LangGraph for Multi-Step AI Pipelines — Bench

Goal

Build a multi-step AI pipeline that takes a scanned exam PDF, extracts questions, and generates study notes per question — across 5 distinct LLM stages. The challenge: managing state cleanly across stages without tangling it into a mess of function calls and global variables.

LangGraph solves this with a StateGraph — a directed acyclic graph where each node is a function that receives the current state, does its work, and returns the fields it wants to update.

The State Shape

Everything the pipeline knows lives in two TypedDicts: a top-level State and a nested QuestionState.

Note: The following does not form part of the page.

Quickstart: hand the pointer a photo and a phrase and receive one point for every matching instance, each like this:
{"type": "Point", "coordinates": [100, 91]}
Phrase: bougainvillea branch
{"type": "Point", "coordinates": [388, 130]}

class QuestionState(TypedDict):
    question: str
    topic: Optional[str]
    key_concepts: Optional[List[str]]
    note_help: Optional[str]
    first_pass_note: Optional[str]
    second_pass_note: Optional[str]
    reviewed_note: Optional[str]
    final_answer: Optional[str]

class State(TypedDict):
    pdf_path: str
    paper_text: Optional[str]
    semester: Optional[str]
    course: Optional[str]
    subject: Optional[str]
    paper_code: Optional[str]
    scheme: Optional[str]
    total_marks: Optional[int]
    questions: List[QuestionState]

Every Optional field starts as None. Nodes only fill in what they own — the rest passes through untouched. This makes each node’s scope explicit from the type signature alone.

Wiring the Graph

from langgraph.graph import END, START, StateGraph

workflow = StateGraph(State)

workflow.add_node("ocr_extractor", ocr_extractor)
workflow.add_node("extraction_agent_node", extraction_agent_node)
workflow.add_node("parallel_question_processor", parallel_question_processor)

workflow.add_edge("ocr_extractor", "extraction_agent_node")
workflow.add_edge("extraction_agent_node", "parallel_question_processor")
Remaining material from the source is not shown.